No complications were encountered in our study. The complications though rare documented in the literature were infection, external auditory canal perforation, fluid extravasation into the soft tissues, bite change, scuffing of the cartilage of the TMJ, and hematoma.7 The incidence of these can be lowered by strict asepsis and using the least traumatic technique, particularly the avoidance of extravasation of fluid.

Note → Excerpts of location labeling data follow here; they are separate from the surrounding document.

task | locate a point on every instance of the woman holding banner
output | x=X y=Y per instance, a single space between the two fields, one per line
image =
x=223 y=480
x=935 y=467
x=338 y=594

Local side effects of the intra-articular injection of glucocorticosteroids such as destruction of articular cartilage, infection, and progression of already recognized joint disease, have been reported. However, the cause of these deleterious effects has not been fully explained and adequate controls are lacking. In long-term treatments, serious side effects appear, limiting the effectiveness of glucocorticoids in chronic diseases. According to our study arthrocentesis followed by injection hyaluronic acid was better than arthrocentesis followed by hydrocortisone because exogenous hyaluronic acid can stimulate the synthesis of endogenous hyaluronic acid-forming synoviocytes of osteoarthritic joints, so reducing joint friction coefficient and decreasing risk of damage and it has lesser side effects.
CONCLUSION
TMJ arthrocentesis is a simple, less invasive and less expensive technique with low morbidity and an effective and efficient alternative to more invasive surgical procedures. Arthrocentesis has been reported to reduce joint pain, improve function, and reduce clicking and is ideal for early management of TMJ disorders.6 In patients who fail to respond to conventional conservative measures, in a joint that is not deemed to be grossly mechanically deranged, we advocate the use of TMJ arthrocentesis. It is observed that arthrocentesis followed by intra articular injection of hyaluronic acid was better than hydrocortisone and however additional research may require for long term evaluation of the results.